Since you already on UEFI mode, could you check the current boot order in BIOS and change it to make the Windows OS become your first order? After that, save and boot to your Windows OS (it will directly booting without presenting grub menu) and do the repair.
at first glance doesn’t seem like a valid command, so I would ignore that note.
Yes, I believe that the FAT32 partition with a size of 600 Mb is the EFI partition since that partition is typically somewhere around that size.
I would encourage you to reread the instructions under “If you do not have Windows installation media” (as in a USB flash drive or DVD that can be used to install Windows 10). If you are not using any installation media, you can ignore the notes that say "If your Operating System media is Windows 10 (version 1709 or newer) " as it doesn’t pertain to you.
For a very general overview:
The instructions want you to boot to a recovery environment where you can run commands in Command Prompt which will allow you to try a potential fix to Windows not booting.

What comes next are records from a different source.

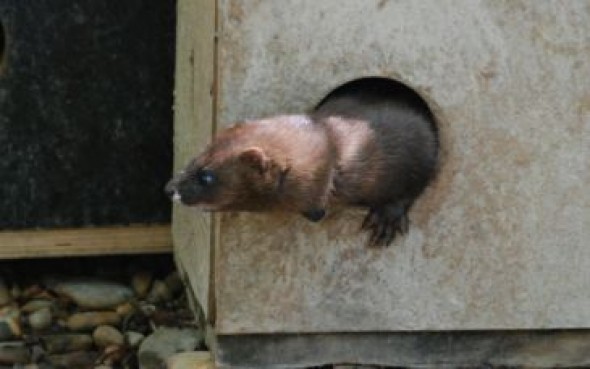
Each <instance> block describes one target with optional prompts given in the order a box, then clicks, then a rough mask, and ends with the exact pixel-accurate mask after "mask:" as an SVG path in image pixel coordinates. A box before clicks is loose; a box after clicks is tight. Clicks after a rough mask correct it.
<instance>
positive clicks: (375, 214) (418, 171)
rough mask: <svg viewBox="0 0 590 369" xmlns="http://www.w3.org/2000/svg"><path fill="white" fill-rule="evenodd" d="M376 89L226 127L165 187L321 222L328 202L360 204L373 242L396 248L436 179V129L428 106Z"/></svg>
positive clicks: (174, 193) (213, 199)
mask: <svg viewBox="0 0 590 369" xmlns="http://www.w3.org/2000/svg"><path fill="white" fill-rule="evenodd" d="M371 86H372V88H361V89H357V90H355V89H349V90H347V91H344V92H342V93H339V92H338V90H337V91H335V92H334V93H333V94H332V95H330V96H329V98H328V99H326V100H325V101H324V102H322V103H320V105H319V107H318V108H317V109H316V110H315V111H314V112H313V113H312V114H310V115H309V116H308V115H299V116H278V117H273V118H268V119H263V120H258V121H253V122H246V123H239V124H236V125H235V126H232V127H231V128H228V129H226V130H224V131H222V132H221V133H220V134H219V135H218V136H217V137H216V138H215V139H214V140H213V142H212V143H211V144H210V145H209V146H208V147H207V148H206V149H205V151H204V152H203V153H202V154H201V155H199V156H198V157H197V158H195V159H194V160H193V161H192V162H191V164H190V165H189V166H188V167H187V169H186V170H185V171H184V173H182V174H180V175H179V176H177V177H176V178H174V179H172V180H171V181H170V183H169V184H168V186H167V192H168V193H169V194H170V195H171V196H174V197H176V198H179V199H180V200H181V201H182V202H183V203H185V204H187V205H199V206H201V207H204V208H205V209H209V210H217V211H224V210H231V211H270V210H286V211H294V212H299V213H302V214H303V215H305V216H306V217H307V218H309V219H310V220H314V221H317V220H319V219H321V218H322V217H323V216H324V212H325V210H326V209H327V208H329V207H330V206H331V205H335V204H344V205H350V206H363V207H367V208H369V213H368V214H367V217H366V218H365V221H364V222H363V228H365V229H367V230H369V231H370V232H371V239H370V244H372V245H387V244H389V243H390V242H391V241H392V240H393V239H394V238H395V236H396V234H398V233H405V232H406V231H407V228H408V224H409V222H408V219H407V213H408V211H409V209H410V207H411V206H412V204H413V202H414V200H415V199H416V197H417V196H419V195H420V193H421V192H422V191H423V190H424V188H425V187H426V186H427V184H428V183H429V181H430V180H431V179H432V177H433V176H434V173H435V168H436V162H437V150H438V142H437V132H436V128H435V126H434V120H433V118H432V116H431V115H430V113H429V111H428V109H427V108H426V107H425V105H424V104H423V102H421V101H420V100H417V99H415V97H414V96H412V95H407V94H404V93H402V92H405V91H401V92H400V91H395V90H391V89H381V88H379V85H378V84H377V85H375V84H373V85H371ZM375 86H376V87H375ZM361 87H362V86H361ZM393 95H395V96H393Z"/></svg>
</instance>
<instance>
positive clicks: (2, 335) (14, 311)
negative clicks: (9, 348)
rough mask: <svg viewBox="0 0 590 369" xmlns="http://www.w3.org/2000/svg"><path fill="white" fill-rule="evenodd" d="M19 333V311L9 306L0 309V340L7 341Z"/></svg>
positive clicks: (20, 328) (19, 318)
mask: <svg viewBox="0 0 590 369" xmlns="http://www.w3.org/2000/svg"><path fill="white" fill-rule="evenodd" d="M21 335H22V329H21V325H20V311H19V310H18V309H17V308H14V307H10V306H7V307H4V308H2V309H0V342H2V341H8V340H10V339H13V338H16V337H20V336H21Z"/></svg>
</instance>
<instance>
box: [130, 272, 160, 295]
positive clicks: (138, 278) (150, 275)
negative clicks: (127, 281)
mask: <svg viewBox="0 0 590 369" xmlns="http://www.w3.org/2000/svg"><path fill="white" fill-rule="evenodd" d="M153 279H154V277H153V275H152V274H151V273H149V272H146V271H141V272H137V273H135V274H134V275H133V277H131V285H132V286H133V290H134V291H135V295H136V296H137V297H139V298H144V297H145V296H146V295H147V293H148V292H149V290H150V287H151V286H152V280H153Z"/></svg>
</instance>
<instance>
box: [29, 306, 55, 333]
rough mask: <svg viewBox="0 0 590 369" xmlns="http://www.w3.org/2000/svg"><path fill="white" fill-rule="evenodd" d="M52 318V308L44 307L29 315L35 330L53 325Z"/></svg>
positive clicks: (37, 330)
mask: <svg viewBox="0 0 590 369" xmlns="http://www.w3.org/2000/svg"><path fill="white" fill-rule="evenodd" d="M52 319H53V317H52V315H51V308H49V307H44V308H41V309H39V310H37V311H34V312H33V313H31V314H30V315H29V325H30V326H31V328H32V329H33V330H34V331H42V330H44V329H47V328H49V326H51V322H52Z"/></svg>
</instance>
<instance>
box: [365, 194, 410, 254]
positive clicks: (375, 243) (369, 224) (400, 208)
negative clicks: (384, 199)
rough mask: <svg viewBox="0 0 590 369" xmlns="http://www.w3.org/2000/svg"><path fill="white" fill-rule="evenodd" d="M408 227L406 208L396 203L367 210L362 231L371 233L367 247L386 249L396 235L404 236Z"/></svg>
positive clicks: (388, 245) (371, 208) (375, 207)
mask: <svg viewBox="0 0 590 369" xmlns="http://www.w3.org/2000/svg"><path fill="white" fill-rule="evenodd" d="M409 226H410V221H409V220H408V207H407V206H404V205H400V204H398V203H396V204H387V205H383V206H380V207H372V208H371V209H369V212H368V213H367V216H366V217H365V219H364V220H363V225H362V230H367V231H370V232H371V237H370V238H369V244H368V246H369V247H387V246H389V245H390V244H391V243H392V242H393V240H394V239H395V236H396V235H397V234H398V233H399V234H400V235H403V234H406V233H407V232H408V228H409Z"/></svg>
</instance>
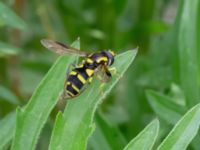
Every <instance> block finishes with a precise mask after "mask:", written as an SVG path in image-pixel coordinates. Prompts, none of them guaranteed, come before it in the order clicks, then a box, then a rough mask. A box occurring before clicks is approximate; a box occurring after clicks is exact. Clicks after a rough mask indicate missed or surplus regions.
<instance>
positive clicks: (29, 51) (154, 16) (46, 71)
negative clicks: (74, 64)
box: [0, 0, 200, 149]
mask: <svg viewBox="0 0 200 150" xmlns="http://www.w3.org/2000/svg"><path fill="white" fill-rule="evenodd" d="M186 3H187V4H186ZM189 3H190V2H189V1H188V0H185V1H184V0H179V1H178V0H96V1H91V0H45V1H40V0H31V1H25V0H2V1H1V2H0V117H1V118H3V117H4V116H5V115H6V114H8V113H10V112H11V111H14V110H15V109H16V107H17V106H23V105H25V104H26V103H27V101H28V99H29V98H30V96H31V94H32V92H33V91H34V89H35V88H36V87H37V85H38V83H39V82H40V80H41V79H42V78H43V76H44V75H45V74H46V73H47V71H48V69H49V68H50V67H51V65H52V64H53V62H54V61H55V60H56V58H57V55H56V54H54V53H52V52H50V51H48V50H46V49H45V48H44V47H42V45H41V44H40V40H41V39H42V38H51V39H56V40H57V41H60V42H63V43H66V44H70V43H71V42H73V41H74V40H75V39H76V38H77V37H80V39H81V49H82V50H86V51H88V52H96V51H98V50H102V49H112V50H114V51H115V52H116V53H121V52H123V51H126V50H129V49H133V48H135V47H139V52H138V55H137V58H136V60H135V61H134V63H133V64H132V66H131V67H130V68H129V70H128V71H127V72H126V74H125V75H124V77H123V78H122V79H121V81H120V82H119V83H118V84H117V86H116V87H115V89H114V90H113V91H112V92H111V93H110V94H109V96H108V97H107V98H106V99H105V100H104V102H103V103H102V104H101V106H100V107H99V108H98V112H97V114H96V119H95V120H96V122H98V121H102V118H103V121H105V122H106V123H107V124H109V125H110V126H112V127H115V128H116V129H117V130H118V129H119V130H120V132H121V134H122V136H123V138H124V141H122V145H121V147H123V146H124V145H125V143H127V142H128V141H129V140H131V139H132V138H133V137H134V136H135V135H137V133H139V132H140V131H141V130H142V129H143V128H144V127H145V126H146V125H147V124H148V123H149V122H150V121H151V120H152V119H153V118H155V117H156V116H158V117H159V120H160V121H161V132H160V136H159V137H160V138H159V140H162V138H163V137H164V136H166V133H167V132H168V131H169V130H170V129H171V128H172V126H171V125H172V124H173V123H174V122H173V121H171V122H173V123H171V122H170V121H167V119H166V118H165V117H163V115H162V114H161V115H160V116H159V115H156V114H155V113H154V111H155V112H156V113H161V112H159V111H156V108H155V107H153V106H154V105H153V104H152V103H151V102H149V101H148V98H147V96H146V95H148V92H147V93H146V91H147V90H149V89H151V90H154V91H157V93H158V95H159V94H160V96H164V95H165V96H167V97H170V98H171V99H172V100H173V101H174V103H176V104H177V105H179V106H180V107H181V108H183V110H187V109H189V108H190V107H191V106H194V104H196V103H198V101H199V77H200V76H199V73H200V71H199V70H200V67H199V66H200V63H199V62H200V61H199V60H198V58H199V56H200V55H199V52H198V50H199V49H200V44H199V42H198V41H199V39H200V32H199V31H198V30H197V29H198V25H199V24H200V19H198V18H200V16H199V14H200V11H199V10H200V5H199V6H195V7H198V8H199V9H194V12H192V11H191V12H189V11H187V10H188V9H187V7H188V8H192V7H194V5H192V4H191V5H192V6H190V4H189ZM198 4H200V3H198ZM183 10H184V11H183ZM196 10H198V11H196ZM63 82H64V81H63ZM52 90H53V89H52ZM151 92H152V91H151ZM151 105H153V106H152V107H151ZM164 105H165V104H164ZM166 105H167V104H166ZM166 107H168V106H166ZM58 109H59V108H55V109H54V111H53V112H52V114H51V116H50V118H49V121H48V122H47V124H46V126H45V128H44V130H43V132H42V135H41V136H40V140H39V144H38V148H39V149H46V147H47V145H48V141H49V138H50V134H51V130H52V127H53V120H54V119H55V115H56V113H57V111H58ZM153 110H154V111H153ZM174 110H176V108H174ZM183 112H185V111H183ZM170 117H171V118H173V116H170ZM170 117H169V118H170ZM175 120H176V119H175ZM100 128H101V127H99V126H98V125H97V129H96V131H95V133H94V134H93V135H92V137H91V139H95V138H97V139H98V130H100ZM159 140H158V142H160V141H159ZM123 144H124V145H123ZM45 145H46V146H45ZM93 145H94V144H93V140H90V142H89V145H88V149H93V148H94V147H93Z"/></svg>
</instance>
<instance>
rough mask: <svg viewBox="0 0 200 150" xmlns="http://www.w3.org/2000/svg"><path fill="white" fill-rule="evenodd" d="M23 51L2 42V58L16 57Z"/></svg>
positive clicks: (1, 49) (16, 47)
mask: <svg viewBox="0 0 200 150" xmlns="http://www.w3.org/2000/svg"><path fill="white" fill-rule="evenodd" d="M20 51H21V49H20V48H17V47H15V46H12V45H9V44H7V43H3V42H0V57H5V56H10V55H16V54H18V53H19V52H20Z"/></svg>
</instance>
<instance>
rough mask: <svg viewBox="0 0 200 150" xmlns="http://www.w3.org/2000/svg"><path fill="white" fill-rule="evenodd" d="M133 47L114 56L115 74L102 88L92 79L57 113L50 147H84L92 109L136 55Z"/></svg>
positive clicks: (115, 82) (50, 144)
mask: <svg viewBox="0 0 200 150" xmlns="http://www.w3.org/2000/svg"><path fill="white" fill-rule="evenodd" d="M136 52H137V51H136V50H130V51H127V52H124V53H122V54H119V55H117V56H116V60H115V63H114V65H113V66H114V67H116V69H117V73H118V75H114V76H113V78H112V80H111V81H110V82H109V83H108V84H105V85H104V87H101V85H102V83H101V82H99V81H98V80H94V81H93V82H92V84H90V86H88V88H87V89H86V90H85V91H84V92H83V93H82V94H81V95H79V96H78V97H76V98H74V99H73V100H71V101H68V104H67V106H66V109H65V111H64V114H63V115H62V114H61V113H59V114H58V116H57V118H56V122H55V127H54V129H53V133H52V137H51V141H50V146H49V149H50V150H61V149H67V150H74V149H85V148H86V144H87V140H88V137H89V136H90V135H91V133H92V131H93V130H94V124H93V123H92V120H93V117H94V112H95V110H96V108H97V106H98V104H99V103H101V101H102V99H103V98H104V97H105V96H106V95H107V94H108V93H109V92H110V90H111V89H112V88H113V86H114V85H115V84H116V83H117V81H118V80H119V77H120V76H122V75H123V74H124V72H125V71H126V70H127V68H128V67H129V66H130V64H131V63H132V61H133V60H134V58H135V56H136Z"/></svg>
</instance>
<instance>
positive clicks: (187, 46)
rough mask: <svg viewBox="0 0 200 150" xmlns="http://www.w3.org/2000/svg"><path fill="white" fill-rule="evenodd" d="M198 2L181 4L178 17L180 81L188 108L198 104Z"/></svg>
mask: <svg viewBox="0 0 200 150" xmlns="http://www.w3.org/2000/svg"><path fill="white" fill-rule="evenodd" d="M199 5H200V1H199V0H193V1H188V0H185V1H184V3H183V8H182V14H181V16H180V26H179V35H178V50H179V57H180V58H179V60H180V81H181V85H182V89H183V91H184V93H185V96H186V100H187V104H188V106H189V107H192V106H194V105H195V104H197V103H198V102H199V99H200V92H199V88H200V85H199V75H200V74H199V70H198V69H199V66H198V63H199V58H198V53H199V49H198V43H199V41H198V40H197V37H199V35H197V34H198V33H199V32H197V31H198V30H199V26H198V24H197V22H198V20H200V17H199V16H198V14H199Z"/></svg>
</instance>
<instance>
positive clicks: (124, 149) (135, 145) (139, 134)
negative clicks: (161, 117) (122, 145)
mask: <svg viewBox="0 0 200 150" xmlns="http://www.w3.org/2000/svg"><path fill="white" fill-rule="evenodd" d="M158 132H159V121H158V120H157V119H155V120H153V121H152V122H151V123H150V124H149V125H148V126H147V127H146V128H145V129H144V130H143V131H141V132H140V133H139V134H138V135H137V136H136V137H135V138H134V139H133V140H131V141H130V142H129V143H128V145H127V146H126V147H125V148H124V150H151V149H152V147H153V144H154V143H155V141H156V138H157V136H158Z"/></svg>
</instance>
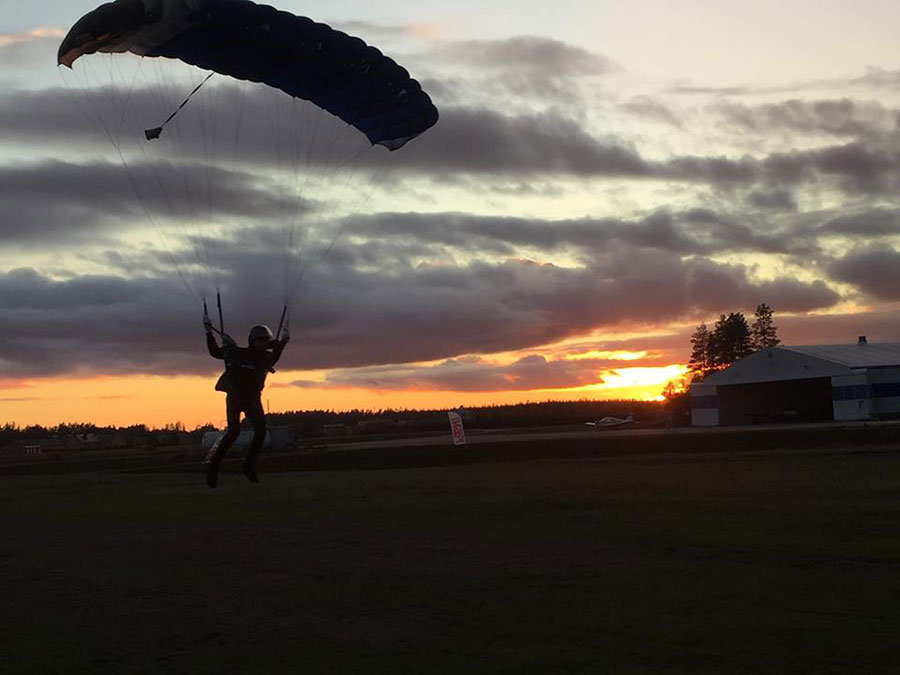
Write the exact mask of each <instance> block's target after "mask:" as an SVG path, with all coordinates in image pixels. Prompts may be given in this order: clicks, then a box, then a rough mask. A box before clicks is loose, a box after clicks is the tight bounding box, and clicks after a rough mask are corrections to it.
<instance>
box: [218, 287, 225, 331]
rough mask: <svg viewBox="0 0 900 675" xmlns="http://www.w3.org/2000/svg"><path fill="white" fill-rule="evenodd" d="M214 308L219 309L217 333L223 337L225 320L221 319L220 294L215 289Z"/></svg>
mask: <svg viewBox="0 0 900 675" xmlns="http://www.w3.org/2000/svg"><path fill="white" fill-rule="evenodd" d="M216 306H217V307H218V308H219V331H220V332H221V333H222V335H225V319H224V318H222V294H221V293H219V289H218V288H217V289H216Z"/></svg>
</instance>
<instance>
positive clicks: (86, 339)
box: [0, 241, 837, 381]
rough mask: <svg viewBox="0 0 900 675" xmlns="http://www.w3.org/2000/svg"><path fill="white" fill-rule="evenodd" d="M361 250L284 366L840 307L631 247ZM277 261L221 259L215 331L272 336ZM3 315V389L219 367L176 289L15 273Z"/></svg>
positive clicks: (331, 292) (344, 259) (415, 353)
mask: <svg viewBox="0 0 900 675" xmlns="http://www.w3.org/2000/svg"><path fill="white" fill-rule="evenodd" d="M372 249H373V243H372V242H364V243H358V244H353V243H351V242H349V241H344V242H343V243H342V244H339V245H338V246H337V247H336V249H335V250H334V251H332V253H331V254H330V255H328V256H325V257H321V258H319V259H318V260H310V261H309V262H310V265H311V271H310V274H309V275H308V276H307V277H305V287H304V288H303V289H302V290H301V291H300V292H297V291H296V289H295V291H294V293H295V300H296V303H297V306H296V311H295V316H294V328H295V337H296V338H297V339H296V340H295V342H294V343H293V344H292V345H291V349H290V350H289V353H287V354H286V355H285V362H284V366H285V367H292V368H304V369H318V368H350V367H362V366H372V365H378V364H389V363H409V362H416V361H434V360H440V359H446V358H451V357H455V356H458V355H461V354H470V353H479V354H489V353H496V352H506V351H510V350H515V349H527V348H529V347H535V346H538V345H544V344H549V343H552V342H554V341H557V340H560V339H563V338H567V337H572V336H576V335H579V334H583V333H584V332H586V331H590V330H594V329H598V328H603V327H614V326H617V325H623V324H629V325H659V324H660V323H666V322H671V321H677V320H679V319H682V318H683V317H684V316H686V315H696V314H701V315H703V314H708V313H712V312H719V311H723V308H729V309H730V308H736V307H754V306H755V305H756V304H758V302H760V301H762V300H763V299H764V300H765V301H766V302H769V303H770V304H771V305H772V306H774V307H778V308H779V309H781V310H782V311H808V310H812V309H817V308H824V307H827V306H830V305H831V304H834V302H835V301H836V300H837V296H836V295H835V294H834V293H833V292H832V291H830V290H829V289H827V287H825V286H824V284H822V283H821V282H818V283H814V284H804V283H801V282H798V281H794V280H789V279H782V280H778V281H774V282H765V283H759V282H755V281H753V280H752V279H751V278H750V276H749V274H748V271H747V270H746V269H743V268H741V267H734V266H728V265H717V264H714V263H711V262H708V261H705V260H703V259H688V260H685V261H681V260H679V259H678V258H677V257H673V256H671V255H668V254H664V253H662V252H659V251H652V250H647V249H641V248H635V247H627V246H623V247H616V248H614V249H609V250H606V251H599V252H596V254H595V256H594V258H593V260H592V261H591V262H590V263H589V264H586V265H585V266H583V267H571V268H564V267H557V266H554V265H548V264H538V263H535V262H532V261H528V260H518V259H509V260H507V261H506V262H502V263H498V264H491V263H487V262H471V263H468V264H450V263H437V262H436V263H431V264H418V265H414V264H410V263H409V262H408V261H406V262H404V261H403V260H402V256H400V255H392V254H391V252H390V250H389V246H388V245H383V246H382V247H381V249H382V250H381V251H379V252H378V253H377V254H376V255H375V256H374V259H375V260H378V261H382V262H381V265H380V266H379V267H375V268H373V267H372V266H371V261H372V260H373V258H372ZM281 260H282V257H281V255H280V253H277V252H274V251H272V250H266V249H265V248H264V247H262V245H260V247H259V248H258V250H256V251H251V252H248V251H246V250H244V249H243V248H241V249H235V250H231V251H230V252H229V253H228V254H227V256H226V257H225V258H224V259H223V262H224V263H225V264H224V269H226V270H228V276H226V277H225V278H224V279H223V286H222V288H223V298H224V300H225V307H226V321H227V325H228V326H229V327H230V328H231V329H232V330H234V331H236V333H235V335H236V337H238V338H241V337H242V331H243V330H246V329H247V328H249V326H250V325H253V324H254V323H258V322H259V321H260V320H264V321H269V322H273V323H275V322H277V316H278V314H279V303H280V302H281V298H283V297H284V295H283V293H284V290H285V289H284V276H283V275H284V270H283V268H282V266H281V262H280V261H281ZM0 302H2V303H3V307H2V312H3V315H4V331H3V335H2V336H0V353H2V354H3V355H4V362H3V363H2V364H0V377H4V378H10V377H23V376H27V375H58V374H62V373H75V372H89V373H92V374H100V373H136V372H144V373H156V374H177V373H207V374H208V373H211V372H213V371H214V370H215V369H216V367H217V366H216V364H215V362H213V361H212V360H211V359H210V360H209V361H207V360H206V358H205V357H204V356H203V346H202V335H201V333H200V329H199V299H196V298H191V297H190V294H188V293H187V292H185V290H184V288H183V287H182V285H181V281H180V279H178V278H177V276H176V275H174V274H171V275H168V276H164V277H155V278H151V277H146V278H136V279H130V280H129V279H123V278H117V277H87V278H85V277H75V278H70V279H63V280H57V279H53V278H49V277H47V276H46V275H41V274H38V273H36V272H34V271H28V270H18V271H15V272H11V273H8V274H6V275H2V276H0ZM263 315H265V316H263ZM241 327H244V328H241ZM526 374H527V373H523V374H522V375H521V377H522V378H525V375H526ZM545 376H546V373H544V374H543V375H542V377H545ZM523 381H524V379H523ZM544 381H547V380H546V379H545V380H544Z"/></svg>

The instructions are for a recovery environment since you can’t boot into Windows.
But as I wrote, I cannot move past part two of the “next step”:
The next step is the same across all the operating systems:
Rebuild the BCD store.
First run the command below to back up the old BCD: ren BCD BCD.old 2. Now re-create it using this command: bcdboot c:\Windows /l en-us /s <boot letter>: All
The step in bold is bogus as you seem to confirm.
So what do I do? Just not enter that?
I’ve effectively done that (since it doesn’t work) and I still don’t have a bootable Windows.
Perhaps I should have been more specific, the command in the blue box starting with “C:\Windows” was bogus, this command: “bcdboot c:\Windows /l en-us /s : All” is valid (at first glance). Or yeah, the commands the guy above me posted probably work.
I do exactly that - using ‘e’ instead of ‘f’ for the drive letter, exiting and Windows errors out. I get a blue “Recovery” screen with error code #c0000001 and some instructions to use a recovery / installation media (which I don’t have ATM)
With a newly created ISO disk, I somehow managed to get Windows working again.
However after choosing the one Windows item in the GRUB menu, I get a choice of two “Windows 10”. Only the top one, that mentions “volume 6” is real AFAIK - it loads, runs etc. The bottom one simply sends me back to GRUB.